I've never been on a Go project so I can't speak to that but I do find myself moving between Java/C# clients every 12 to 18 months or so. Prior to the lambdas support in Java C# was a clear winner in the language category for me. Sure, there's some minor things that can be frustrating in the Java world (ahem generics) but for the most part I find myself at home after a week. Now, the Java platform is an entirely different matter and that's something MS has been gunning to improve recently. I always thought that Java being on Linux gave the platform some real strength because of being able to take advantage of so much server side stuff that's typically only available on Linux. That seems to be about to change and I'm excited.
I am looking forward to playing with .Net again. I used C# and .Net for my personal projects for years, but left it for Linux and Python a few years ago. As Microsoft has made it more open, .Net becomes an option again. Windows 10 even seems OK.
I would add one additional negative against Java though: Java is bureaucracy incarnated as code.

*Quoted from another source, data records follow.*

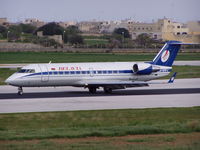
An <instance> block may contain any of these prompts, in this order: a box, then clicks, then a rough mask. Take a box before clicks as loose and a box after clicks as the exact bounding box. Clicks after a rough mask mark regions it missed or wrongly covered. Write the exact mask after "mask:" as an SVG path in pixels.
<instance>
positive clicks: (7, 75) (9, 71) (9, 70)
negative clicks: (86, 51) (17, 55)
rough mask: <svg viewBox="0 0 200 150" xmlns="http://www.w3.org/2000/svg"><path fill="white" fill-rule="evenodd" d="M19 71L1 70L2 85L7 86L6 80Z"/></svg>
mask: <svg viewBox="0 0 200 150" xmlns="http://www.w3.org/2000/svg"><path fill="white" fill-rule="evenodd" d="M16 71H17V69H12V70H11V69H8V68H5V69H4V68H3V69H0V85H4V84H5V82H4V81H5V80H6V79H7V78H8V77H9V76H10V75H11V74H13V73H15V72H16Z"/></svg>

The degree of over-engineering present in almost everything I've ever seen written in Java entirely turns me off as a developer.
While not very deep, this is a good general outline of why .NET is still great. I think most startups and SV companies get caught in their echo chamber and use whatever is shiny/fancy without realizing that .NET powers many of the businesses that you interact with daily. Practically every company in the Fortune 500 uses it and if you're looking for one tech stack that can do everything, this is it.

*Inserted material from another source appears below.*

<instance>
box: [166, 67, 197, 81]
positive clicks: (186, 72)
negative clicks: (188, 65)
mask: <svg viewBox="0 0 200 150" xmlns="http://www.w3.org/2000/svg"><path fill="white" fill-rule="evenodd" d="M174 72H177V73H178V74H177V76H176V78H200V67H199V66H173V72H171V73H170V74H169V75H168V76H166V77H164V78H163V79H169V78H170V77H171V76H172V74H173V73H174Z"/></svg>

We're a small startup/biz in the adtech space and we went with .NET and it's allowed us to be more agile and build better faster and better technology than all of our competitors. The real test isn't blog posts or endless dev debates but actual productive output and when looking at that, .NET is one of the most successful options available.
SOAP and WCF is a very scary thing. We're in the financial industry and many of the systems we integrate with use .NET and SOAP/WCF.

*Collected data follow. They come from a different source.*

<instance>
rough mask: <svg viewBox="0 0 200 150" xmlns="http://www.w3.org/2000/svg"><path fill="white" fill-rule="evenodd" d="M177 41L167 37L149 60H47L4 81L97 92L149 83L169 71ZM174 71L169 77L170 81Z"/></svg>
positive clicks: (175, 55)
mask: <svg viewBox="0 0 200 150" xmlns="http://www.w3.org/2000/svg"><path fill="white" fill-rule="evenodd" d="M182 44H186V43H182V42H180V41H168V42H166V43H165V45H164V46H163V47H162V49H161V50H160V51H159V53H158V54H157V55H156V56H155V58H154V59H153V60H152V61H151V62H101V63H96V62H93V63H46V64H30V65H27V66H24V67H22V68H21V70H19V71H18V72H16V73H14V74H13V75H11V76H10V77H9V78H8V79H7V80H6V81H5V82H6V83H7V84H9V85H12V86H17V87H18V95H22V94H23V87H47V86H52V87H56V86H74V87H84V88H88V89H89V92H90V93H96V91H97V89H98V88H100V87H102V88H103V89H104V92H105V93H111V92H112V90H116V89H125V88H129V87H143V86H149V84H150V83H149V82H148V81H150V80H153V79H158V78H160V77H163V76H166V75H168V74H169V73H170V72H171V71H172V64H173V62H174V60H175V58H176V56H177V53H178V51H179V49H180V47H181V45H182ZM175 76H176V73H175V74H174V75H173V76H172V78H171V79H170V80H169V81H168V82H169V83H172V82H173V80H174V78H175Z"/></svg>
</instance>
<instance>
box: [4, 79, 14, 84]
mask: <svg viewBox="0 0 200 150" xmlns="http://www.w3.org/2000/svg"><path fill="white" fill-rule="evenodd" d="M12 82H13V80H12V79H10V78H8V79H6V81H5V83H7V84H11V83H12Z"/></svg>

Although Visual Studio does all the heavy lifting for us via 'Add Service Reference', the sheer amount of boilerplate code generated when integrating a SOAP service is terrifying and bloated. We hope to migrate to ASP.NET 5 but we're not sure how well connectivity with SOAP services will be supported. One of our partners actually requires us to host our own SOAP service based on a spec they provide.
.NET WCF to another WCF integration is fine, but if you try and hook a .NET SOAP webservice to one written in Java, and you'll have pulled all of your hair out after two weeks. The reverse is just the same. They all have slightly different implementations of the specifications.
Make that one week if you have to start dealing with the monster that is called WS-* a.k.a. WS-WTF.
Most of these requirements seem like they were picked after the fact based on .Net's features. Things like a "rich ecosystem" are very subjective and easily rule out several valid options as part of this justification.
What happened to ever just saying "we want to roll with Microsoft's solutions so we did" ?
As the last paragraph states, we saw the writing on the wall with the open sourcing of ASP.NET MVC which is why we were comfortable with sticking with .NET.
We actually don't "want to roll with Microsoft's solutions so we did" which is why we use MySQL not MS SQL, AWS not Azure, git not TFS, RabbitMQ not MSMQ.
EF6 is still the recommended ORM and amazing at what it does. EF7 is still missing major features like Lazy-Loading so while you can use it in production, the team has repeatedly said that it's not recommended or necessary unless you have a specific reason to use it. Summer 2016 is when EF7 is supposed to be at full release.
EntityFramework can also support any underlying database and EF6 has providers for sql server, mysql, postgre, oracle, sqlite and many others. EF7 will even support nosql options like MongoDB.
What exactly is the issue with disk space for a published running app? The GAC (global assembly cache) in Windows was originally designed just for this: to share references and avoid having multiple copies of the same binaries. All this led to was a complicated situation with maintenance and reference nightmares. Disk space is exceedingly cheap and a strange to worry about when picking a tech stack.
Well there's no other way around it - you can either publish all the dependencies with each project or share them in a central place.
Central places don't work very well and again, file space is very cheap. Most binaries compress down very small so there really shouldn't be a disk space issue. And you can always remove dependencies if necessary.
It's just not something that has ever been a problem in over a decade of building and publishing .NET apps.
You're right - VS Code is a open-source text editor with Intellisense and refactoring and plugins and about 80% of the functionality found in Visual Studio. It works well and does almost everything you need if you're working with ASP.NET 5 / .NET Core stuff - which is the only thing you can deploy cross-platform right now anyway.
Visual Studio the full edition will likely never be running on Mac or Linux, but it doesn't need to.
> ASP.NET 5 / .NET Core stuff - which is the only thing you can deploy cross-platform right now anyway.
I understand what you're saying, but it's wrong. You can deploy earlier .NET apps to Linux and OSX via Mono, and get 95% of what you'll get from .NET on Windows. Alas, at a bit slower performance, but it works. Many of the most popular Linux desktop apps are actually written in C#/.Net and run on Mono with GTK#.
It's hard to take anyone who's building new .Net applications on C# very seriously. F# is about 1,000 times better--as evidenced by the fact that the C# team themselves are stealing features from F# left and right.